GSA gets semantic with architecture reference models
- By Joab Jackson
- Feb 04, 2005
The General Services Administration is one agency making strides in trying to find a path to the semantic Web through a pilot to encode Federal Enterprise Architecture reference models.
Normally, FEA reference models are written in plain text. Agencies must compare their lines of business to the models and try to synchronize them as best as possible.
The reference models are functional hierarchies, said Dean Allemang, the chief technology consultant for TopQuadrant Inc. of Beaver Falls, Pa., which helped GSA on the project. They have modeled all the FEA models, except the data model, using Web Ontology Language (OWL).
An XML reference model would let agencies more accurately prove that they are compliant with the models than they can do today, Allemang said.
The advantage of the semantic Web is its ability to use the description logic to help carry out tasks, such as cross-checking and verifying consistency within a large project.
A measurement category in the Performance Reference Model, for instance, references a number of business lines from the Business Reference Model.
'In the [orginal] documents, somebody probably copied and pasted them over,' Allemang said. If the original rules are updated, the BRM will not reflect those changes, unless someone makes the changes manually.
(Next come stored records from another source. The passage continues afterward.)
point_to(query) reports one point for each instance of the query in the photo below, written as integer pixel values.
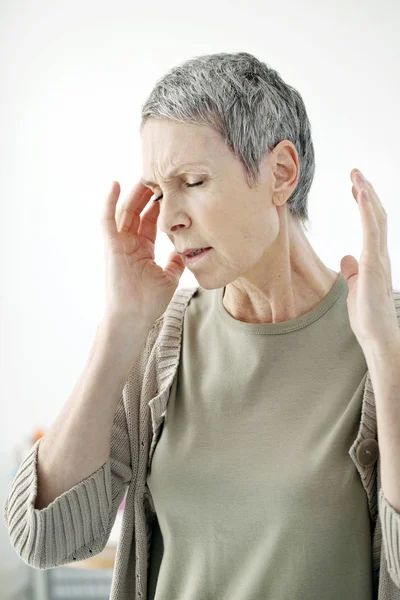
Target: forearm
(78, 442)
(384, 369)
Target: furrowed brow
(173, 173)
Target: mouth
(192, 259)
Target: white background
(74, 76)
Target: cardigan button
(368, 452)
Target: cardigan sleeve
(390, 520)
(78, 523)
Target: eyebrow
(174, 172)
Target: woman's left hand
(370, 303)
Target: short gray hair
(250, 106)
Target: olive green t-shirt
(255, 493)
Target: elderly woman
(240, 416)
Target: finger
(133, 205)
(108, 216)
(148, 222)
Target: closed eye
(187, 185)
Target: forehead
(175, 171)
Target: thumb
(348, 267)
(175, 266)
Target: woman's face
(239, 223)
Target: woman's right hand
(136, 287)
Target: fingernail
(361, 177)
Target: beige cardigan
(77, 524)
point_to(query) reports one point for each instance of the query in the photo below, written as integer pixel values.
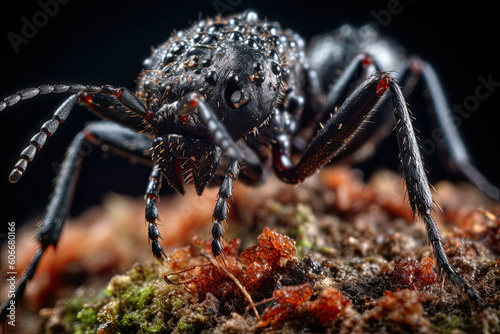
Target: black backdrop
(105, 42)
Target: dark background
(100, 42)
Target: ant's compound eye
(235, 96)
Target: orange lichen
(253, 271)
(411, 274)
(293, 304)
(329, 305)
(401, 311)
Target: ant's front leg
(341, 127)
(119, 140)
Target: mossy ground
(356, 249)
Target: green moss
(88, 320)
(184, 327)
(137, 297)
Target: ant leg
(101, 133)
(221, 207)
(336, 133)
(152, 195)
(340, 129)
(417, 187)
(84, 93)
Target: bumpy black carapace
(232, 98)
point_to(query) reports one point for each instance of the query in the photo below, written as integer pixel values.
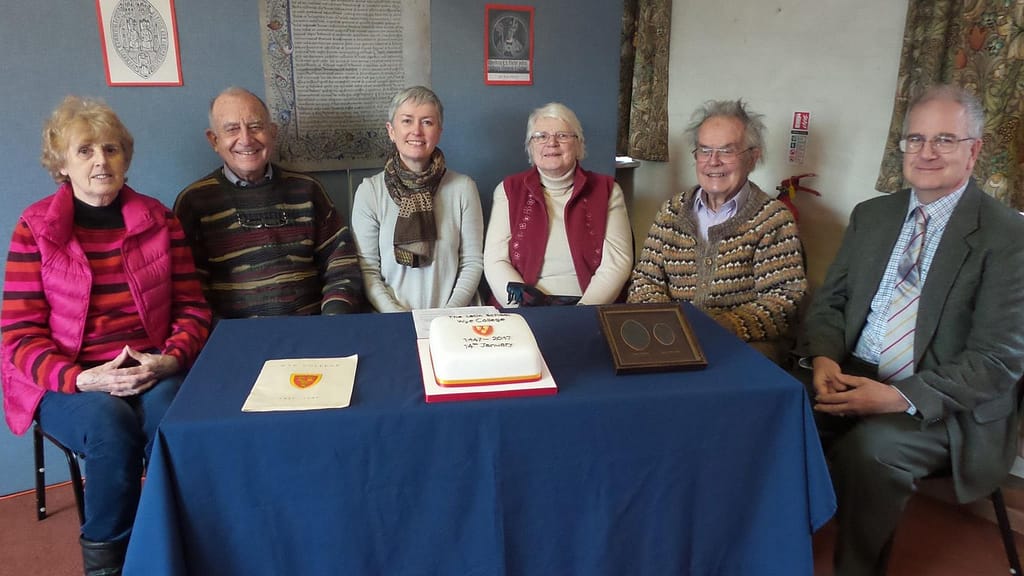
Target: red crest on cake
(305, 380)
(483, 329)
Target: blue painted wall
(53, 48)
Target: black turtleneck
(98, 217)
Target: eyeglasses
(261, 220)
(545, 137)
(943, 144)
(725, 155)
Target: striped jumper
(749, 276)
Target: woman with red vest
(558, 234)
(102, 314)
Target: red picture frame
(139, 42)
(508, 44)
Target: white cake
(483, 350)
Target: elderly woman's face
(416, 129)
(95, 167)
(557, 153)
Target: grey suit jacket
(969, 344)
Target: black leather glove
(524, 294)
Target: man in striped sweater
(725, 245)
(265, 241)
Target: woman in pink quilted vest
(102, 314)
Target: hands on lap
(130, 373)
(843, 395)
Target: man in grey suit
(950, 403)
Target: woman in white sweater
(418, 225)
(558, 234)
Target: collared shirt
(869, 344)
(235, 179)
(708, 217)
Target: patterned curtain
(643, 80)
(978, 44)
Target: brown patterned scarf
(415, 231)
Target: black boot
(103, 559)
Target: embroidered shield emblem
(305, 380)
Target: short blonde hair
(77, 116)
(561, 112)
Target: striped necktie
(896, 359)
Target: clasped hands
(844, 395)
(130, 373)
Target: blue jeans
(115, 435)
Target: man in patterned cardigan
(265, 241)
(725, 246)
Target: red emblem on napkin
(305, 380)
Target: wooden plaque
(650, 338)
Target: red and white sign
(801, 120)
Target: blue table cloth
(717, 471)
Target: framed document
(650, 338)
(140, 42)
(508, 36)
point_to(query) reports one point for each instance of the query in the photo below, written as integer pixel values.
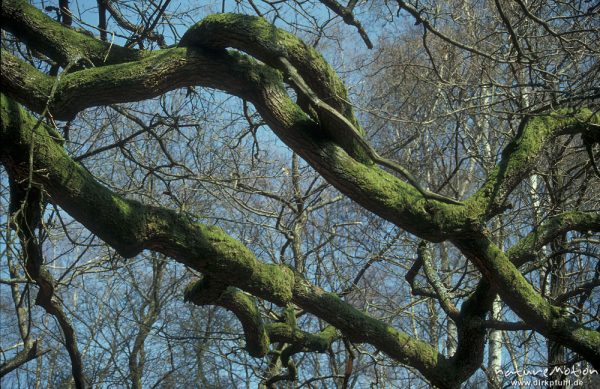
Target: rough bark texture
(123, 75)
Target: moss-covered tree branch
(60, 43)
(520, 155)
(129, 227)
(528, 247)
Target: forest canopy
(300, 193)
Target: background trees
(453, 163)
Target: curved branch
(129, 227)
(526, 249)
(59, 42)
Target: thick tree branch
(520, 155)
(553, 322)
(130, 227)
(526, 249)
(58, 42)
What a semantic Web approach could do is just reference the PRM metric from within the BRM. So whenever the BRM is accessed, the document will have an OWL axiom that will check the PRM to find out what those rules are.
'For the end user, it would be completely transparent,' Allemang said. The company has devised a demo deployment, which GSA is looking at adopting more extensively.
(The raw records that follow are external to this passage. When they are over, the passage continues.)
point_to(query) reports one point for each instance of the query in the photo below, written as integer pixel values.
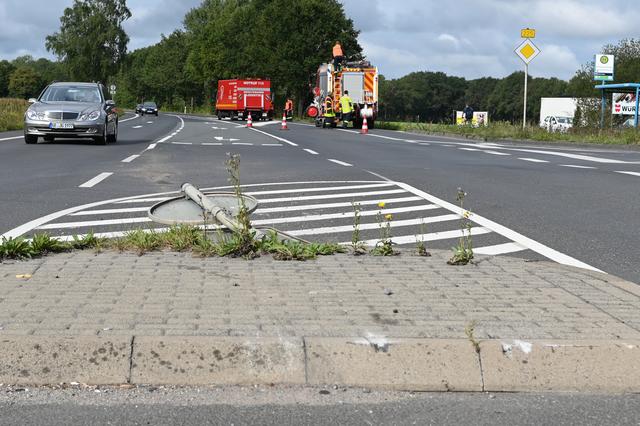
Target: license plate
(58, 125)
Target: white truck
(556, 114)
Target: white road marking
(275, 137)
(533, 160)
(342, 163)
(547, 252)
(434, 236)
(131, 158)
(628, 173)
(342, 215)
(337, 205)
(94, 223)
(499, 249)
(96, 180)
(575, 166)
(110, 211)
(366, 226)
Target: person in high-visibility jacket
(346, 107)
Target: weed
(384, 247)
(42, 244)
(357, 246)
(463, 252)
(15, 248)
(142, 241)
(470, 330)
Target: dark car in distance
(150, 108)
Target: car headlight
(35, 115)
(91, 116)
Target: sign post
(526, 51)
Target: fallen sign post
(526, 51)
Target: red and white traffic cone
(365, 127)
(284, 122)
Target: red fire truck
(238, 98)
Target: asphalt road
(579, 201)
(302, 406)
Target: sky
(467, 38)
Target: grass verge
(501, 130)
(12, 114)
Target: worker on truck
(338, 55)
(346, 108)
(288, 109)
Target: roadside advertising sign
(624, 104)
(480, 118)
(604, 68)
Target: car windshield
(71, 94)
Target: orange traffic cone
(284, 122)
(365, 127)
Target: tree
(6, 68)
(91, 42)
(24, 83)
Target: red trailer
(238, 98)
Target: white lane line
(93, 223)
(547, 252)
(342, 215)
(274, 137)
(338, 205)
(533, 160)
(321, 189)
(325, 196)
(366, 226)
(628, 173)
(96, 180)
(131, 158)
(129, 119)
(342, 163)
(575, 166)
(499, 249)
(434, 236)
(110, 211)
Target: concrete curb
(399, 364)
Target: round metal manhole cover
(181, 210)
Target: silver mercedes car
(72, 110)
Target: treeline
(434, 96)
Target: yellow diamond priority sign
(527, 51)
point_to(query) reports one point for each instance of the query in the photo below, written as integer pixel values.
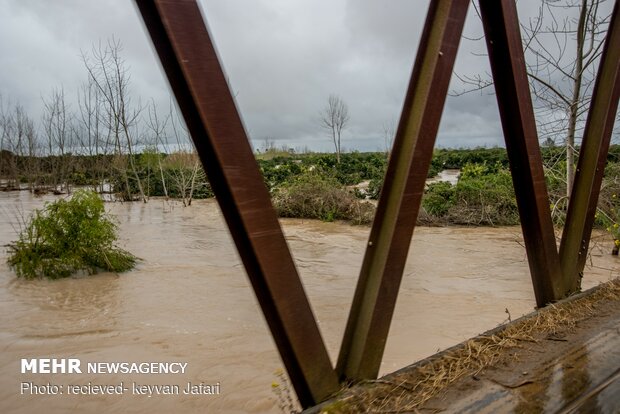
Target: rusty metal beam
(592, 158)
(375, 297)
(186, 51)
(501, 26)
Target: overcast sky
(283, 59)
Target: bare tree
(389, 132)
(158, 127)
(562, 45)
(564, 54)
(93, 137)
(107, 70)
(334, 118)
(184, 165)
(58, 133)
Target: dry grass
(407, 390)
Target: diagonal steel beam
(184, 46)
(592, 158)
(375, 296)
(501, 26)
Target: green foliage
(317, 196)
(66, 237)
(438, 199)
(481, 197)
(487, 199)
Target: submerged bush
(314, 195)
(66, 237)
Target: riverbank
(189, 301)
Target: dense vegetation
(317, 186)
(66, 237)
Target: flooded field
(189, 301)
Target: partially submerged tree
(67, 237)
(334, 118)
(108, 72)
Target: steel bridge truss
(191, 64)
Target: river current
(189, 301)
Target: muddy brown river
(189, 301)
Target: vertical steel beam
(501, 26)
(375, 296)
(191, 64)
(592, 158)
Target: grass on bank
(408, 390)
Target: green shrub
(485, 200)
(66, 237)
(317, 196)
(438, 198)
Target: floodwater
(189, 301)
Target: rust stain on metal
(191, 64)
(592, 158)
(375, 296)
(503, 37)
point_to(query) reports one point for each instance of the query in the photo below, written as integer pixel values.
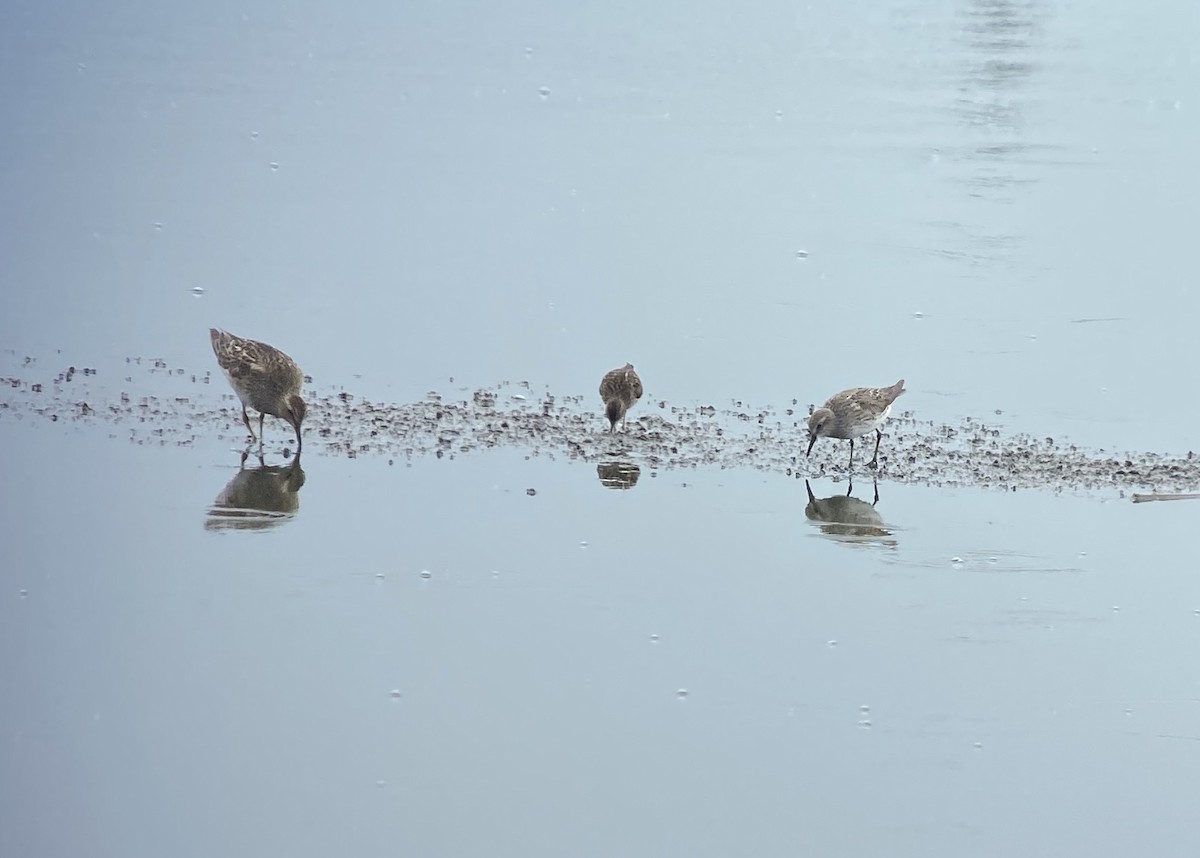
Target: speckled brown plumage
(619, 389)
(853, 413)
(264, 379)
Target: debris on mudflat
(675, 436)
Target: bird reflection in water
(849, 519)
(257, 498)
(618, 474)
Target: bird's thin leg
(245, 419)
(875, 460)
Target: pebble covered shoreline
(661, 436)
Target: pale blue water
(995, 201)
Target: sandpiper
(853, 413)
(264, 379)
(619, 389)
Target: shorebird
(619, 389)
(853, 413)
(264, 379)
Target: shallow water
(469, 621)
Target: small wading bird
(619, 389)
(264, 379)
(853, 413)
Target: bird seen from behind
(619, 389)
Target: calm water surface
(991, 199)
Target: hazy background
(995, 201)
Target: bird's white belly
(870, 426)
Allemang acknowledged that the OWL tools now available are still pretty immature. But 'the models [already] have the soundness so you can read them in and compare them in a logical way.'
Owen Ambur, a co-chairman of the Federal CIO Counsel XML Community of Practice said that doing the FEA models in XML is a good idea. 'FEA models themselves are data and, like any other data, can be most efficiently and effectively shared if rendered in nonproprietary XML format.'
Joab Jackson is the senior technology editor for Government Computer News.